Date
Journal Title
Journal ISSN
Volume Title
Publisher
In this work, new developments in primal-dual techniques for general constrained non-linear programming problems are proposed. We first implement a modified version of the general nonlinear primal-dual algorithm that was published by El-Bakry et al. (21). We use the algorithm as a backbone of a new stochastic hybrid technique for solving general constrained nonlinear programming problems. The idea is to combine a fast local optimization strategy and a global search technique. The technique is a modified nonlinear primal-dual technique that uses concepts from simulated annealing to increase the probability of converging to the global minima of the objective function. At each iteration, the algorithm solves the Karush-Kuhn-Tucker optimality conditions to find the next iterate.

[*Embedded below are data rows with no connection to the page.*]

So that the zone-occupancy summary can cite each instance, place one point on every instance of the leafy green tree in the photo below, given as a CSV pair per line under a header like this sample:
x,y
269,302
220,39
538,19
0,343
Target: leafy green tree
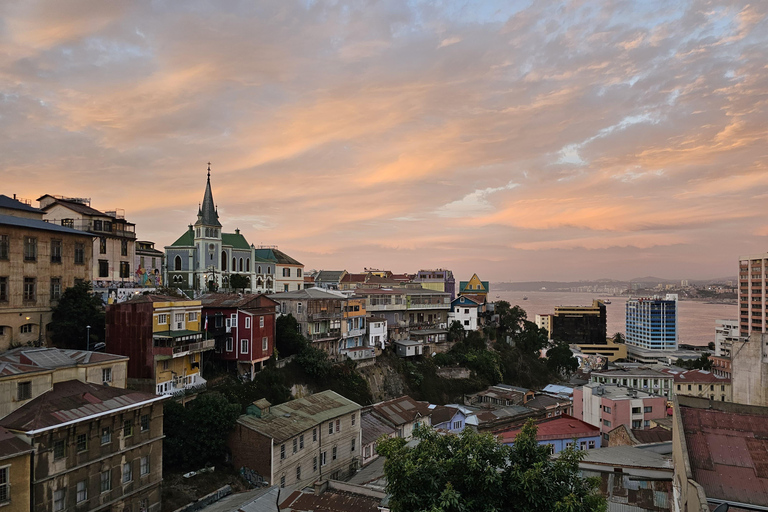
x,y
78,308
560,359
471,471
197,434
288,337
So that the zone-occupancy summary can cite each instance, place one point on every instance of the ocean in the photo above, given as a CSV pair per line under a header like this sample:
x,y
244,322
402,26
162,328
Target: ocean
x,y
696,320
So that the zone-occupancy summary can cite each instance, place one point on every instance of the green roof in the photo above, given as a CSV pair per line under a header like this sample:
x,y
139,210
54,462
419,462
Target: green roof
x,y
185,240
236,240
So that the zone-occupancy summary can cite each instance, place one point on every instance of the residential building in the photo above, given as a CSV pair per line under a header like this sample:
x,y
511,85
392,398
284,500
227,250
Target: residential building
x,y
609,405
243,327
631,478
149,264
753,294
301,441
652,322
289,273
636,377
38,261
750,370
559,433
718,449
164,339
28,372
404,414
440,280
726,332
113,239
319,314
702,384
466,310
474,286
15,470
580,324
95,447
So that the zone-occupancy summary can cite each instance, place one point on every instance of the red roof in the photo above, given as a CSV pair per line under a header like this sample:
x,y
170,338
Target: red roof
x,y
728,453
561,427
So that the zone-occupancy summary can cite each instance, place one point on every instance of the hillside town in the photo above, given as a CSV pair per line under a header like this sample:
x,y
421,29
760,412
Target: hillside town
x,y
82,418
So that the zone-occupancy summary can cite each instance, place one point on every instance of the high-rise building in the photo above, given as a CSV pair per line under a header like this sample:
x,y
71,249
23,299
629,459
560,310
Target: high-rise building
x,y
752,293
652,322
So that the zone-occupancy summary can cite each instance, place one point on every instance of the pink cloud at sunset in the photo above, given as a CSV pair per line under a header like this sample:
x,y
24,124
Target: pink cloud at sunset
x,y
519,140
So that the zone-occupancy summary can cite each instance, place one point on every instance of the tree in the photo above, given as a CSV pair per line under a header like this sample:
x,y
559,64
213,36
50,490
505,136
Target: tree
x,y
560,359
197,434
471,471
238,282
77,309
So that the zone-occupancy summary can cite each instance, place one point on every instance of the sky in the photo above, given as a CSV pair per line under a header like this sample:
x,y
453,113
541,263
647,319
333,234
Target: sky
x,y
556,140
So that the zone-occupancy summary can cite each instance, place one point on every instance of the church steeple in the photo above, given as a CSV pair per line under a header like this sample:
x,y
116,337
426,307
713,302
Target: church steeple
x,y
207,214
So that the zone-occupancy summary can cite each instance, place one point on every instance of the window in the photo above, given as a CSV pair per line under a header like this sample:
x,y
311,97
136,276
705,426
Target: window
x,y
24,390
30,289
106,481
30,248
79,253
127,472
55,288
58,500
58,449
82,491
55,251
5,490
82,442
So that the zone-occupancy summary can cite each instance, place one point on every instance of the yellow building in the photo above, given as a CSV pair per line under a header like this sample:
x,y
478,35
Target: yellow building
x,y
164,338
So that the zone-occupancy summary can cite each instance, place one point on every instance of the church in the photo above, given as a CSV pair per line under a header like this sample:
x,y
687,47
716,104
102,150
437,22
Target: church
x,y
205,258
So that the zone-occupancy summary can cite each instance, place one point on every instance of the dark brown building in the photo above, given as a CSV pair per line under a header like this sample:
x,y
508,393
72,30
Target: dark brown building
x,y
95,448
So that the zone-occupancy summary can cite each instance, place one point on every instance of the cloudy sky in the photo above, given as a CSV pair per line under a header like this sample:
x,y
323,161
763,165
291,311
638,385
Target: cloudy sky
x,y
518,140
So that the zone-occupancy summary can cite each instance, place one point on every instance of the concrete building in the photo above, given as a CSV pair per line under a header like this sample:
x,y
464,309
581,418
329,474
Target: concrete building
x,y
652,322
702,384
243,328
609,405
719,453
95,447
301,441
113,238
580,324
753,294
164,339
749,367
38,261
28,372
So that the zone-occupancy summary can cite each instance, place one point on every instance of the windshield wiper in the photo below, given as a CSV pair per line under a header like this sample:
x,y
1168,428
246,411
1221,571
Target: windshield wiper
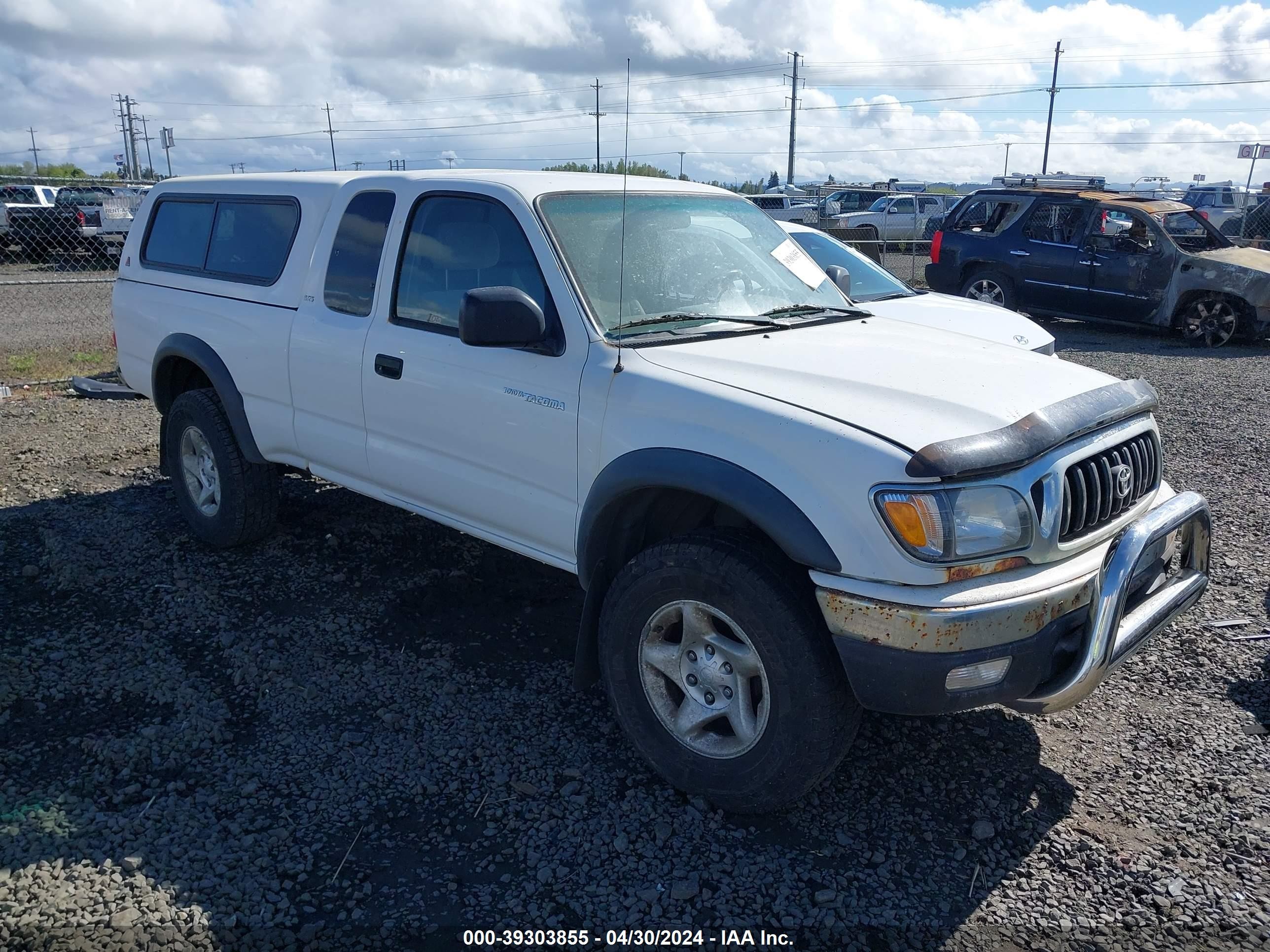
x,y
795,310
693,316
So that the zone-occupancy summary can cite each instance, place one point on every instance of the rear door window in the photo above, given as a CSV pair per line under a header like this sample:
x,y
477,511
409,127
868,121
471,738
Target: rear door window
x,y
354,258
1056,223
178,234
985,216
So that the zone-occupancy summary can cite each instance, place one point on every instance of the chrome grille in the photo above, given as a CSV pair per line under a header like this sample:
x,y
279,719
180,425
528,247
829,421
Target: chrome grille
x,y
1096,490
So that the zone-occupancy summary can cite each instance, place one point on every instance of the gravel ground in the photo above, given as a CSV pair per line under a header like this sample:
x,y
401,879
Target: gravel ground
x,y
362,734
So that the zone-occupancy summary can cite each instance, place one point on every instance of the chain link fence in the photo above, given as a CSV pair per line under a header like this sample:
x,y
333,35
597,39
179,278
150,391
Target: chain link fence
x,y
60,243
906,258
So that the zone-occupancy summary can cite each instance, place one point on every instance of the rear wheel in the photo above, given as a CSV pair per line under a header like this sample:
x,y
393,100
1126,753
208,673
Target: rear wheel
x,y
722,673
1209,322
225,499
989,287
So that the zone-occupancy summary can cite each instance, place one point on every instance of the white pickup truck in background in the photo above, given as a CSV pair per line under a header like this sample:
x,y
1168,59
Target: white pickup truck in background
x,y
900,217
784,508
22,197
117,216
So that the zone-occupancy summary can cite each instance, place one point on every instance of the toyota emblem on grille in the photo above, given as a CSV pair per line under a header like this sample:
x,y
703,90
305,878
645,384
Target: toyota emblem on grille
x,y
1123,480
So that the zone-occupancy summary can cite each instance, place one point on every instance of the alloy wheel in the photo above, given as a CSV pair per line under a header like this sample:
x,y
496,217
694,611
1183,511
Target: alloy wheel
x,y
704,680
987,291
199,470
1211,322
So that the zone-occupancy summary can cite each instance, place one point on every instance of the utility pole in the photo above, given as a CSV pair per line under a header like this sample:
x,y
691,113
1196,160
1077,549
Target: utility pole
x,y
789,174
1053,89
145,135
598,115
332,134
133,139
167,142
34,150
124,127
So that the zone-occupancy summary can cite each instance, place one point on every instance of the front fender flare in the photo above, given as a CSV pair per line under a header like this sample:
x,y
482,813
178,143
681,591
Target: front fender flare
x,y
732,485
200,353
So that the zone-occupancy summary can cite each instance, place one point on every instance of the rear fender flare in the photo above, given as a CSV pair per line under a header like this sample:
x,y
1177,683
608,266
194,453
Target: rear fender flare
x,y
202,356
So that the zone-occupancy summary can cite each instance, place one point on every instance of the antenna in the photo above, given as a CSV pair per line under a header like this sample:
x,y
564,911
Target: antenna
x,y
621,254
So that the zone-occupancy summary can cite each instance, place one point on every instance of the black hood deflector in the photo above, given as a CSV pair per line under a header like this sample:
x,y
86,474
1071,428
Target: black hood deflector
x,y
1034,435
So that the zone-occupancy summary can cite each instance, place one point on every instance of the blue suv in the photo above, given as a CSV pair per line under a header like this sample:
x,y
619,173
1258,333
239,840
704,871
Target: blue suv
x,y
1101,257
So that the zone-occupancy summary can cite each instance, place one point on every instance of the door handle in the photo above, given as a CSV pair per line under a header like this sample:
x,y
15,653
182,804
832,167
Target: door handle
x,y
388,366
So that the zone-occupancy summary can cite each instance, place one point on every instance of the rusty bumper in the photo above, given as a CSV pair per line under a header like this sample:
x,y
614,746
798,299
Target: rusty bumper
x,y
1061,643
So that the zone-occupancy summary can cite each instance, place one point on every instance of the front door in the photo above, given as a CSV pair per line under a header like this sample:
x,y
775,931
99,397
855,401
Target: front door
x,y
1127,270
901,220
1044,258
483,439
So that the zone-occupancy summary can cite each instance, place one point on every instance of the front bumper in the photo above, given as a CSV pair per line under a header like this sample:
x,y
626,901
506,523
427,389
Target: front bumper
x,y
1062,643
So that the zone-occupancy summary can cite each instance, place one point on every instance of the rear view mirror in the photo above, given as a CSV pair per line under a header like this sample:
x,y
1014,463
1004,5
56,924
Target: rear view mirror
x,y
841,277
501,316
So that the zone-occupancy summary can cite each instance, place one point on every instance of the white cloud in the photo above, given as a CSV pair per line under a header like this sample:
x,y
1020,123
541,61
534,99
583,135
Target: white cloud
x,y
510,80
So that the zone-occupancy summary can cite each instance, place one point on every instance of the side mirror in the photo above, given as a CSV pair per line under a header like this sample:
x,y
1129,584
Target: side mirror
x,y
501,316
841,277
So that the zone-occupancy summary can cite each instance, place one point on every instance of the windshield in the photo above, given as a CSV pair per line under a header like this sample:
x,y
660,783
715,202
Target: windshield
x,y
18,193
869,281
84,196
689,258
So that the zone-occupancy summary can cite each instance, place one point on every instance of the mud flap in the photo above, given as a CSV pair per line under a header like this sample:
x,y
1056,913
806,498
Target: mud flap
x,y
586,659
101,390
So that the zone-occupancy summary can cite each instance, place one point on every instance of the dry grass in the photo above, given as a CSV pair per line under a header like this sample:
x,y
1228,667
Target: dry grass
x,y
27,366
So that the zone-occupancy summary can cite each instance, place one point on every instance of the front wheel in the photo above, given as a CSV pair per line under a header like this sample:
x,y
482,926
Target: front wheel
x,y
1209,322
226,499
722,673
989,287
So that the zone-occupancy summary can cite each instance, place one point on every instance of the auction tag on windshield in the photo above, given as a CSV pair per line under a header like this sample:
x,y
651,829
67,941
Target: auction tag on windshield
x,y
797,261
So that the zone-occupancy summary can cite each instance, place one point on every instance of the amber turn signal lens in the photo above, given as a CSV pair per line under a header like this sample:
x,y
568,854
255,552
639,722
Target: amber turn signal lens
x,y
907,521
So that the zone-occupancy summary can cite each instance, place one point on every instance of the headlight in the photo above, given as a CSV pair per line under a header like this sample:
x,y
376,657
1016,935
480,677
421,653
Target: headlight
x,y
953,525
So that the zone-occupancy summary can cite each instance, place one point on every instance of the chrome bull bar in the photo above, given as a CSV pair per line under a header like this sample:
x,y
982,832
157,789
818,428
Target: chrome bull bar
x,y
1112,635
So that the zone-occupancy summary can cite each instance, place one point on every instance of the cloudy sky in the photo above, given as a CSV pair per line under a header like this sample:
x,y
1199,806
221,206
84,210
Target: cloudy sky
x,y
902,88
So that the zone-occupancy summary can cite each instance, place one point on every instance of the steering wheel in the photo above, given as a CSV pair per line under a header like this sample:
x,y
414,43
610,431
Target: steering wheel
x,y
727,278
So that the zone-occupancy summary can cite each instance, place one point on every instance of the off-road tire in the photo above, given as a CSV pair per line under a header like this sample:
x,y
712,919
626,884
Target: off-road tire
x,y
249,492
813,715
1006,286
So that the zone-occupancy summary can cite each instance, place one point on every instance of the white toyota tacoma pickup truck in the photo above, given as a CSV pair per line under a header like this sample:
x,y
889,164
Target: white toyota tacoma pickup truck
x,y
783,508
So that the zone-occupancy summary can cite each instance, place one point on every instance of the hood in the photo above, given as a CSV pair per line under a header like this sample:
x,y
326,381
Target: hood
x,y
964,316
1254,258
912,385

A random noise is added to the resulting direction of move in order to escape local minima. The noise is gradually removed throughout the iteration process. We show that for complicated problems that possess numerous local minima and global minima, the proposed algorithm outperforms the deterministic approach. We also develop a new class of incremental nonlinear primal-dual techniques for solving optimization problems with special decomposition properties. Specifically, the objective functions of the problems are sums of independent nonconvex differentiable terms minimized subject to a set of nonlinear constraints for each term. The technique performs successive primal-dual increments for each decomposition term of the objective function. The method is particularly beneficial for online applications and problems that have a large amount of data. We show that the technique can be nicely applied to artificial neural training and provide experimental results for financial forecasting problems.